I have shares in Scottish Mortgage Investment Fund (LSE: SMT). Although I entered my role over two years ago, I have watched with dismay as my Scottish Mortgage shares have plummeted since I bought them.
The loss would have been worse if I had bought my share two years ago. However, I invested knowing that this is a high risk/reward fund. Also, as a long-term investor, I am more concerned with my performance over a decade than short-term volatility.
So let’s explore the return you would have gotten on a £1,000 investment in January 2021, and why I think stocks look cheap after a substantial cut.
two year return
Two years ago, the FTSE 100 the mutual fund soared as the net asset value (NAV) of its growth stock portfolio soared.
Scottish Mortgage share price was trading at 1229 pence, boosted by economic stimulus measures in response to the Covid lockdowns.
Today, the stock is changing hands at 770 pence. That’s a 37% decline in 24 months.
In 2021, you could have bought 81 shares with a lump sum of £1k, leaving £4.51 as spare change. Those shares would currently be worth £623.70.
As a growth stock oriented fund, Scottish Mortgage is not known for its dividends. Nonetheless, it would have received a handful of small dividend payments during that time period totaling £5.80.
So my grand total today would be £634.01, including shareholder distributions and additional cash.
Investment in growth stocks
Baillie Gifford’s flagship investment trust has a clear purpose. To quote co-director Tom Slater, it is the search for “long-term capital appreciation investing in the world’s most promising growth companies for long periods of time and embracing the volatility that comes with it.”
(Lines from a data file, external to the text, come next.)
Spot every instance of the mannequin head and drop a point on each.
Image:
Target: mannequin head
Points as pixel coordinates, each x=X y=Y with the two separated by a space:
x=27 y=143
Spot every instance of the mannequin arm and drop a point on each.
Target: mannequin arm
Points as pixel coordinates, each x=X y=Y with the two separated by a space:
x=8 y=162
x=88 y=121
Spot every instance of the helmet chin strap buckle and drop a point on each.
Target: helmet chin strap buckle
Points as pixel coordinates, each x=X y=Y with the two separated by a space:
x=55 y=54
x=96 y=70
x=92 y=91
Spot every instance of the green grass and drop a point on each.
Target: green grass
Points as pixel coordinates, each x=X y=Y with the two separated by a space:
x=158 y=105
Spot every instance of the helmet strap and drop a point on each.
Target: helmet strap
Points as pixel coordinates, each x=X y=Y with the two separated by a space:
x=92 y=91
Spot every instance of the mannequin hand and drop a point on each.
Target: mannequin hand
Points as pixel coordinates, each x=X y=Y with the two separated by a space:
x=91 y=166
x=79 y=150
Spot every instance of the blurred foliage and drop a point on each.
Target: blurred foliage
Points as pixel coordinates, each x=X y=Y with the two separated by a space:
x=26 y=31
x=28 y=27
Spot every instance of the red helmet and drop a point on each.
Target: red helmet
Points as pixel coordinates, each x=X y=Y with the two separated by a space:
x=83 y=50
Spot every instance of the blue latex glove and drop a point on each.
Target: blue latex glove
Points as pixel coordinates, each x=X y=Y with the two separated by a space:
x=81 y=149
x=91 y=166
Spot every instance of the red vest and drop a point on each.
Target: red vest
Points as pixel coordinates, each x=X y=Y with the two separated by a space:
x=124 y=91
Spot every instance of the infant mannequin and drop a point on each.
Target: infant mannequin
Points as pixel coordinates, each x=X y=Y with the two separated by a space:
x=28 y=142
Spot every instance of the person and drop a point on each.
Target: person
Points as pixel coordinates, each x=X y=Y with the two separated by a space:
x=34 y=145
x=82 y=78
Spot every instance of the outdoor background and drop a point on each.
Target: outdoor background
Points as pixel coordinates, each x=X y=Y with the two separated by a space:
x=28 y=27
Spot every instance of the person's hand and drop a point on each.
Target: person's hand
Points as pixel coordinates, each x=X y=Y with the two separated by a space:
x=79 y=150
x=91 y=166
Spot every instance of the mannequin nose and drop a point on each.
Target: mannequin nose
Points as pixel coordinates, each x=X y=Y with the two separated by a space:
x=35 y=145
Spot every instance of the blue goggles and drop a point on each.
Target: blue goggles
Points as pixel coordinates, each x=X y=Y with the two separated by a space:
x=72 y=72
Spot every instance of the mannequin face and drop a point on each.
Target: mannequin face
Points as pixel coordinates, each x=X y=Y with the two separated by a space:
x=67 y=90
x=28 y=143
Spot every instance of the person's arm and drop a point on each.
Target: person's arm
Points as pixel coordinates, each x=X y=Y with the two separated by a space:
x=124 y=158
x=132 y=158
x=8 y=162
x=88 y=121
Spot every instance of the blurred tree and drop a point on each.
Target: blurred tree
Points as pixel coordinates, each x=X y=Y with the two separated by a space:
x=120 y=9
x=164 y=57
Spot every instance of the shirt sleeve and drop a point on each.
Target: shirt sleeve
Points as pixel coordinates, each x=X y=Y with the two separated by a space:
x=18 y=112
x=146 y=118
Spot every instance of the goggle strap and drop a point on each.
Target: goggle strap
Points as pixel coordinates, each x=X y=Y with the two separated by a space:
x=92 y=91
Looking at a longer time horizon, the fund has been successful in delivering strong returns. Over a five-year period, Scottish Mortgage shares outperform FTSE World Index that the company uses as a reference point.
So why are stocks so volatile? To answer this, it helps to examine the stocks you own. For example, the fund’s largest holding is pioneer in mRNA biotechnology. modern to 10.6% of Scottish Mortgage’s portfolio.
Moderna shares drew enthusiasm from traders during the pandemic due to the development of its effective vaccine against Covid-19. Scottish Mortgage timed its entry point to coincide with the FDA’s emergency use approval in December 2020.
Talking about Moderna simply as a provider of covid vaccines is like pigeonholing Amazon as a simple bookstore in the early 2000s.
Scottish Mortgage Investment Fund
Since then, Moderna’s share price has fallen as investors have turned elsewhere, seeking defensive investments and inflation hedges. However, with a diverse portfolio to combat cardiovascular disease, cancer, infectious disease and autoimmune disease, Scottish Mortgage supports the company in generating strong profits for years to come.
I would buy more today
Scottish Mortgage shares carry significant risks. I expect more volatility going forward, given the nature of the company’s portfolio.
However, I am confident in the fund’s leadership to identify the promising growth stocks of the future. I would take the opportunity to lower my average share price by investing more today while the stock is trading at an 8.3% discount to portfolio NAV.
The post If you had invested £1k in Scottish Mortgage shares 2 years ago, this is what you would have now! first appeared in The Motley Fool UK.
John Mackey, former CEO of Whole Foods Market, an Amazon subsidiary, is a member of The Motley Fool’s board of directors. Charlie Carman has positions with the Scottish Mortgage Investment Trust. The Motley Fool UK has recommended Amazon.com. Opinions expressed about the companies mentioned in this article are those of the author and therefore may differ from the official recommendations we make on our subscription services such as Share Advisor, Hidden Winners and Pro. Here at The Motley Fool we believe that Considering a wide range of ideas makes us better investors.